Within 20 days of receiving notice from us that the shares have been transferred to the trust, the trustee will sell the shares to a person designated by the trustee, whose ownership of the shares will not violate the above ownership limitations. Upon such sale, the interest of the charitable beneficiary in the shares sold will terminate and





the trustee will distribute the net proceeds of the sale to the proposed transferee and to the charitable beneficiary as follows. The proposed transferee will receive the lesser of (1) the price paid by the proposed transferee for the shares or, if the proposed transferee did not give value for the shares in connection with the event causing the shares to be held in the trust (e.g., a gift, devise or other similar transaction), the market price (as defined in our certificate of incorporation) of the shares on the day of the event causing the shares to be held in the trust and (2) the price received by the trustee from the sale or other disposition of the shares. Any net sale proceeds in excess of the amount payable to the proposed transferee will be paid immediately to the charitable beneficiary. If, prior to our discovery that the shares have been transferred to the trust, the shares are sold by the proposed transferee, then (1) the securities shall be deemed to have been sold on behalf of the trust and (2) to the extent that the proposed transferee received an amount for the shares that exceeds the amount the proposed transferee was entitled to receive, the excess shall be paid to the trustee upon demand.

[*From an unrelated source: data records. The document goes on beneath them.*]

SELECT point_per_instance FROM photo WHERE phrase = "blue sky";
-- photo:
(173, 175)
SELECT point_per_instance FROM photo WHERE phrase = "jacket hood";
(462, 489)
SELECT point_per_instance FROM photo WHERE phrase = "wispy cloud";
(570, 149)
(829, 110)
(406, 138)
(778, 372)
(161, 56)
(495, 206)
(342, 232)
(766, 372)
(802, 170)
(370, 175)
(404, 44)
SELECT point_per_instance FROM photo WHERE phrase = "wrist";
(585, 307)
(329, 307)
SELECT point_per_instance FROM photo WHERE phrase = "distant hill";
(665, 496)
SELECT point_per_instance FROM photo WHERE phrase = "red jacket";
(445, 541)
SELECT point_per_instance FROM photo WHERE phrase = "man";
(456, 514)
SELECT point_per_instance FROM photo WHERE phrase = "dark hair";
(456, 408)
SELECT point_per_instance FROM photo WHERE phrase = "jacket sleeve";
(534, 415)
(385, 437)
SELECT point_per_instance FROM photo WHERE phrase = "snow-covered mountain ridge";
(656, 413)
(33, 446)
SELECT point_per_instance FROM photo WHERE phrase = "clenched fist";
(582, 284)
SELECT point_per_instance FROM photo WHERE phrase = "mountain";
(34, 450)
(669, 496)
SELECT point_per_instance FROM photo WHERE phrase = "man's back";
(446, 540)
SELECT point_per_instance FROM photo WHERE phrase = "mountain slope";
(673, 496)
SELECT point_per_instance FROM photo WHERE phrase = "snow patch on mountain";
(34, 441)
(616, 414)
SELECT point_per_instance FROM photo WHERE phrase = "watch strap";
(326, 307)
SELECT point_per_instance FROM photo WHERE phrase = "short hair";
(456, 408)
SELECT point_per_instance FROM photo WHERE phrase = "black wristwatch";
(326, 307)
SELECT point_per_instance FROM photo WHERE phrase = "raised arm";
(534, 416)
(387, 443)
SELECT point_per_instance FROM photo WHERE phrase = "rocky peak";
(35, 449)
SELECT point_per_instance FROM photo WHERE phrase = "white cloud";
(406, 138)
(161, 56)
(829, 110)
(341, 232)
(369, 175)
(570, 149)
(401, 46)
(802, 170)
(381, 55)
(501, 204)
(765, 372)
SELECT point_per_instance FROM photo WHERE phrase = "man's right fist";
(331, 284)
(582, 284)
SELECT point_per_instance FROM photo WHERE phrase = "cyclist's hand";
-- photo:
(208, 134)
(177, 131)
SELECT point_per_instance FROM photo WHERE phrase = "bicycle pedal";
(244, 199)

In addition, the securities held in the trust will be deemed to have been offered for sale to us, or our designee, at a price per share equal to the lesser of (1) the price per share in the transaction that resulted in the transfer to the trust (or, in the case of a devise or gift, the market price at the time of the devise or gift) and (2) the market price on the date we, or our designee, accept the offer. We will have the right to accept the offer until the trustee has sold the shares. Upon a sale to us, the interest of the charitable beneficiary in the shares sold will terminate and the trustee will distribute the net proceeds of the sale to the proposed transferee.

All certificates representing the shares bear a legend referring to the restrictions described above.

These ownership limitations could delay, defer or prevent a transaction or a change in control that might involve a premium price for the shares or might otherwise be in the best interests of our stockholders.